Search code examples
halide

Halide: How to avoid unwanted execution overhead in Halide LUT index


The calculation of input value to LUT index is constant over multiple calls, therefore I calculate the contents of 'indexToLut' upfront. However, this also means that the checks on the values in that buffer cannot be done here. The LUT itself has only 17 elements.

#define LUT_SIZE 17     /* Size in each dimension of the 4D LUT */

class ApplyLut : public Halide::Generator<ApplyLut> {
public:
    // We declare the Inputs to the Halide pipeline as public
    // member variables. They'll appear in the signature of our generated
    // function in the same order as we declare them.
  Input <  Buffer<uint8_t>> Lut              { "Lut"            , 1};  // LUT to apply
  Input <  Buffer<int>> indexToLut           { "indexToLut"     , 1};  // Precalculated mapping of uint8_t to LUT index
  Input <  Buffer<uint8_t >> inputImageLine  { "inputImageLine" , 1};  // Input line
  Output<  Buffer<uint8_t >> outputImageLine { "outputImageLine", 1};  // Output line
  void generate();
};

HALIDE_REGISTER_GENERATOR(ApplyLut, outputImageLine)

void ApplyLut::generate()
{
  Var x("x");

  outputImageLine(x) = Lut(indexToLut(inputImageLine(x)));

  inputImageLine .dim(0).set_min(0);         // Input image sample index
  outputImageLine.dim(0).set_bounds(0, inputImageLine.dim(0).extent()); // Output line matches input line
  Lut            .dim(0).set_bounds(0, LUT_SIZE);          //iccLut[...]: , limited number of values
  indexToLut     .dim(0).set_bounds(0, 256);    //chan4_offset[...]: value index: 256 values
}

In question Are there any restrictions with LUT: unbounded way in dimension, it is already stated that such an issue can be solved by using 'clamp' functionality.

This will change the expression to

  outputImageLine(x) = Lut(clamp(indexToLut(inputImageLine(x)), 0, LUT_SIZE));

However, the generated code shows the following expression

outputImageLine[outputImageLine.s0.x] = Lut[max(min(indexToLut[int32(inputImageLine[outputImageLine.s0.x])], 17), 0)]

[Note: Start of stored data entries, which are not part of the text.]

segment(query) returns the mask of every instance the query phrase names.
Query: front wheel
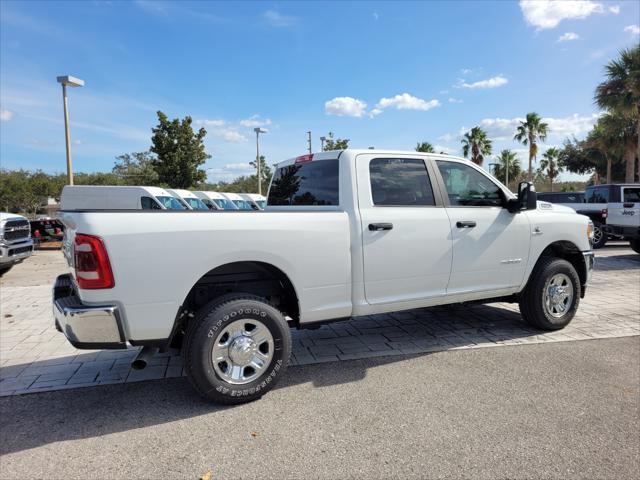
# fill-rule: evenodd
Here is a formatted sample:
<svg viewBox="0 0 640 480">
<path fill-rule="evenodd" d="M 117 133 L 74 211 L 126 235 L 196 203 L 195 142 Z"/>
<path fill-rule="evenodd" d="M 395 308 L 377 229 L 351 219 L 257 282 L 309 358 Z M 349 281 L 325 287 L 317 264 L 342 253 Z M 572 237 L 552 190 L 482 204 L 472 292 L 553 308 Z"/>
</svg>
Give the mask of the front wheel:
<svg viewBox="0 0 640 480">
<path fill-rule="evenodd" d="M 0 277 L 7 273 L 9 270 L 13 268 L 13 264 L 11 265 L 3 265 L 0 267 Z"/>
<path fill-rule="evenodd" d="M 216 403 L 256 400 L 284 374 L 291 332 L 263 298 L 231 294 L 204 306 L 187 327 L 183 357 L 195 389 Z"/>
<path fill-rule="evenodd" d="M 573 319 L 580 303 L 580 278 L 566 260 L 540 260 L 520 297 L 525 321 L 543 330 L 560 330 Z"/>
<path fill-rule="evenodd" d="M 640 237 L 629 240 L 629 246 L 634 252 L 640 253 Z"/>
</svg>

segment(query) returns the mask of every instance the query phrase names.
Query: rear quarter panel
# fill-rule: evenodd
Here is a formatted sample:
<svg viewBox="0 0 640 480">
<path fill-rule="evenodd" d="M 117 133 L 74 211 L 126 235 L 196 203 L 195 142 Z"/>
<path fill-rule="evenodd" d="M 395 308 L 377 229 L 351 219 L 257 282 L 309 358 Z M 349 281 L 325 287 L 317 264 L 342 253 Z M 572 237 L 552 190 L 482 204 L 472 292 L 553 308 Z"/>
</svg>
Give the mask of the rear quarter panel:
<svg viewBox="0 0 640 480">
<path fill-rule="evenodd" d="M 301 321 L 351 314 L 347 214 L 334 212 L 95 212 L 60 215 L 69 233 L 103 238 L 115 276 L 108 290 L 81 290 L 88 304 L 117 303 L 128 340 L 167 338 L 193 285 L 227 263 L 282 270 Z"/>
</svg>

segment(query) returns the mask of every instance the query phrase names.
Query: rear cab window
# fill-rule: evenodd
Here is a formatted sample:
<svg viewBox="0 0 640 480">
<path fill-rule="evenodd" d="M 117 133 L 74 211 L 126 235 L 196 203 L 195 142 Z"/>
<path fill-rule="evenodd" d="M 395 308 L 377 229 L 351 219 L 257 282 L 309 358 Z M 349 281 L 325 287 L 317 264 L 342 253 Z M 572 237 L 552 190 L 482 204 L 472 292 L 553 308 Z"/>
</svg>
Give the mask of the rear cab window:
<svg viewBox="0 0 640 480">
<path fill-rule="evenodd" d="M 623 187 L 623 203 L 640 203 L 640 187 Z"/>
<path fill-rule="evenodd" d="M 273 175 L 269 206 L 338 206 L 338 159 L 310 160 L 279 167 Z"/>
<path fill-rule="evenodd" d="M 376 206 L 436 204 L 424 160 L 374 158 L 369 163 L 371 197 Z"/>
</svg>

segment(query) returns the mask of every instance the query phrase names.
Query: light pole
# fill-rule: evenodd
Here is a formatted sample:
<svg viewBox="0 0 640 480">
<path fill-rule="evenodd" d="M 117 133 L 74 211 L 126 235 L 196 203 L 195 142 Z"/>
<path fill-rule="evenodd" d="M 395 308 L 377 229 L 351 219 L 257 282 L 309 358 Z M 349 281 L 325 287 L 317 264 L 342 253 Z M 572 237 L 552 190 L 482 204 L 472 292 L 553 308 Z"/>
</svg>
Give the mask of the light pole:
<svg viewBox="0 0 640 480">
<path fill-rule="evenodd" d="M 262 176 L 260 174 L 260 134 L 267 133 L 265 128 L 256 127 L 253 129 L 256 132 L 256 166 L 258 167 L 258 195 L 262 195 Z"/>
<path fill-rule="evenodd" d="M 73 164 L 71 162 L 71 131 L 69 130 L 69 108 L 67 101 L 67 87 L 84 87 L 84 80 L 64 75 L 57 78 L 58 83 L 62 84 L 62 103 L 64 106 L 64 139 L 67 144 L 67 182 L 73 185 Z"/>
<path fill-rule="evenodd" d="M 320 151 L 324 152 L 324 142 L 327 141 L 327 137 L 320 137 Z"/>
<path fill-rule="evenodd" d="M 311 150 L 311 131 L 307 132 L 307 143 L 309 144 L 309 154 L 312 154 L 313 151 Z"/>
</svg>

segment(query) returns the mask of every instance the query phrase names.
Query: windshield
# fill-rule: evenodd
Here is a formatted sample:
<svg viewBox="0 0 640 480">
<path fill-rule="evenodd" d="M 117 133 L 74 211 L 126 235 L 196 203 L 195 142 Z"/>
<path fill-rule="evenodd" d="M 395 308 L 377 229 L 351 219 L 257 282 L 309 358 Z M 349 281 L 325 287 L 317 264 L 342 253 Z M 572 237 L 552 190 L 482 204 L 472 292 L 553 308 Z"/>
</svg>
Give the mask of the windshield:
<svg viewBox="0 0 640 480">
<path fill-rule="evenodd" d="M 213 203 L 211 200 L 209 200 L 208 198 L 203 199 L 202 203 L 204 203 L 207 206 L 207 208 L 209 208 L 209 210 L 218 210 L 217 205 Z"/>
<path fill-rule="evenodd" d="M 238 207 L 236 207 L 235 203 L 233 203 L 231 200 L 227 200 L 226 198 L 216 198 L 214 200 L 215 204 L 218 205 L 218 208 L 221 208 L 222 210 L 237 210 Z"/>
<path fill-rule="evenodd" d="M 262 209 L 264 209 L 267 206 L 267 201 L 266 200 L 255 200 L 255 202 Z"/>
<path fill-rule="evenodd" d="M 194 210 L 209 210 L 209 208 L 199 198 L 185 198 L 185 202 Z"/>
<path fill-rule="evenodd" d="M 167 210 L 186 210 L 186 207 L 175 197 L 156 197 Z"/>
<path fill-rule="evenodd" d="M 247 202 L 246 200 L 234 200 L 233 203 L 235 203 L 236 207 L 238 207 L 240 210 L 253 210 L 249 202 Z"/>
</svg>

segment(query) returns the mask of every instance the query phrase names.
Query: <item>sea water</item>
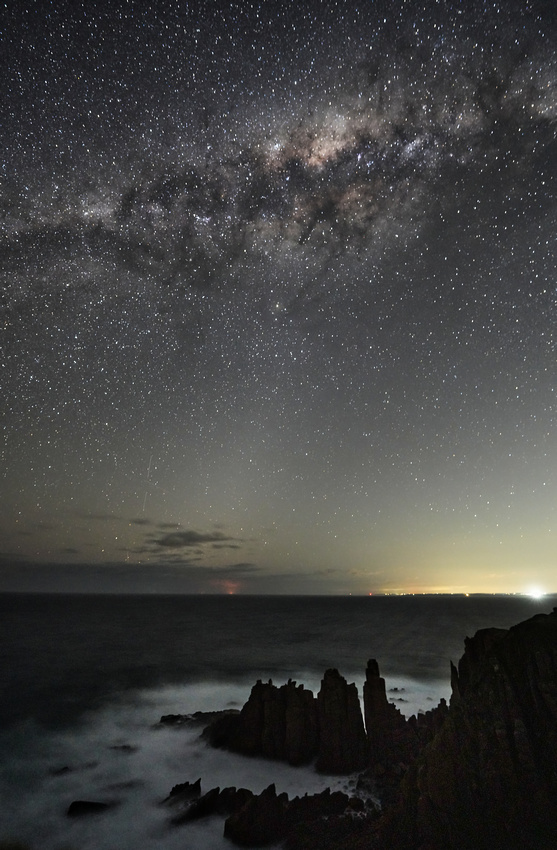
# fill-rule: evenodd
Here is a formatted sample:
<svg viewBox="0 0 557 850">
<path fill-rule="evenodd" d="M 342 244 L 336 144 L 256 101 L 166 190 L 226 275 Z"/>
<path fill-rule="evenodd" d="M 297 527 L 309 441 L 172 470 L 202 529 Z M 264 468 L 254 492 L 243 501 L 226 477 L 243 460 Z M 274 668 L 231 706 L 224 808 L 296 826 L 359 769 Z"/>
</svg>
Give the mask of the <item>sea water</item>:
<svg viewBox="0 0 557 850">
<path fill-rule="evenodd" d="M 554 599 L 513 596 L 191 597 L 0 595 L 0 841 L 44 850 L 232 846 L 223 819 L 176 827 L 173 785 L 275 782 L 290 797 L 350 791 L 355 777 L 214 750 L 164 714 L 239 708 L 253 682 L 316 693 L 336 667 L 359 693 L 376 658 L 406 715 L 450 696 L 450 660 L 479 628 L 509 627 Z M 114 803 L 70 819 L 72 800 Z"/>
</svg>

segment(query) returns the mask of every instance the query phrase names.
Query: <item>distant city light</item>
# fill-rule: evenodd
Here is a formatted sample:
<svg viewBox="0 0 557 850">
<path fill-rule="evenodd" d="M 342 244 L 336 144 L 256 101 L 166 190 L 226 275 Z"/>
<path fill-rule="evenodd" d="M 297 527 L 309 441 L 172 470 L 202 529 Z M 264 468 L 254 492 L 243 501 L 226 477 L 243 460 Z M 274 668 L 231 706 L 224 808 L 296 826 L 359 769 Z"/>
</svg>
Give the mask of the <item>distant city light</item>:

I think that this means that the execution will do a min/max evaluation which can be omitted in my case, because I know that all values of indexToLut are limited to 0..16. Is there a way to avoid the execution overhead in such a case?


Solution

  • You can use unsafe_promise_clamped instead of clamp to promise that the input is bounded in the way you describe. It might not be any faster though - min and max on integer indices is very cheap compared to the indirect load.